Close, but more is needed. The applicable statute, in my jurisdiction, is "reasonably believe". You can't just say you were in fear for your life. You have to show a reason, if you want the statutory protection against being arrested or charged. However, there will also be evidence. If the LE get there and find you standing over a masked man who is bleeding out, and your front door is kicked in. When asked, you say you are the homeowner, were in bed when you heard the door get kicked in and got your firearm. Upon seeing the masked man, you felt fear he was there to do you harm so you shot him until he stopped coming towards you. After that you called 911. It can only help you to answer the first few follow-up questions. Do you know the masked man? Have you noticed anything suspicious in the hours, days, weeks, before you were attacked? Is there any reason someone may want to hurt you? This last one can be tricky, if you are doing shady things, even if they are not expressly illegal, but if you are a normal member of the citizenry, you will either not have a clue or you may think it has to do with X, Y, or Z. If you get through these, it should have met the "reasonableness" standard, if it could be met.
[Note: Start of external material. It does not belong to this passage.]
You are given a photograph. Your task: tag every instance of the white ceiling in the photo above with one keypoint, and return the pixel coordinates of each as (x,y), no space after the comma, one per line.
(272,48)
From there, if you want to talk to an attorney, do it politely. "This has been a hard night, I don't want to talk anymore." Of course, they will ask you to, that's the investigating part of investigation, but they won't hold it against you and can't arrest you (KS law, probably doesn't apply where you live).


Unfortunately all LEO and DA's aren't the stand up people like on Glock Talk:2gun: . Statistically thousands of innocent people have been put in jail or are in jail for various reasons. For the most part it is best to remain silent.
The first sentence is fact. There absolutely are some bad cops out there. They are few and far in between, but that doesn't mean you won't meet one. In my life, I have met one that I put in the "bad cop" category. I was young and dumb, unfortunately. Nothing came of it, but I missed an opportunity to get some nice settlement money based on his behavior and illegal actions.

If someone genuinely thinks it's best to get an attorney before saying anything, that is their right. Based on my experience, I have never seen that be the case, for an innocent person. I have seen innocent people sit in jail because they refused to come to their own defense and I have seen innocent people sit in jail until their story was able to be confirmed.

The worst case of someone innocent sitting in jail, in one of my cases, was over 24 hours. The man was brought in as evidence pointed to him being the culprit. In the interview, he denied his involvement. More evidence was found and it, too, pointed to him. He was placed in jail, on the appropriate charges. The next day, I was able to corroborate some of what he said, in the interview. The new evidence proved there was no way he was the person. I felt terrible and immediately called the jail to have him released. As he left, I met him and apologized. I asked if he wanted to see why he was in jail and offered to show him the parts of the evidence that supported him committing the crime. He was interested and I showed him the reasons he was arrested and held. He agreed he fit the crime and was glad I was able to find the piece needed to prove it wasn't him. I would like to hear his telling of the event, years later, but I don't think he regretted giving me his story, in the interview. In his case, he looked just like and shared a first and last name of the real bad guy. They had never met and were in no way related.


The whole phenomenon of innocent people giving false confessions is an interesting study and there is much more to it than I have fully read into. People do it for a variety of reasons. Often, it's a combination of impaired or abnormal intelligence paired with LE pushing the limits of what's legal and ethical. These cases, when they come to light, are very interesting and tragic.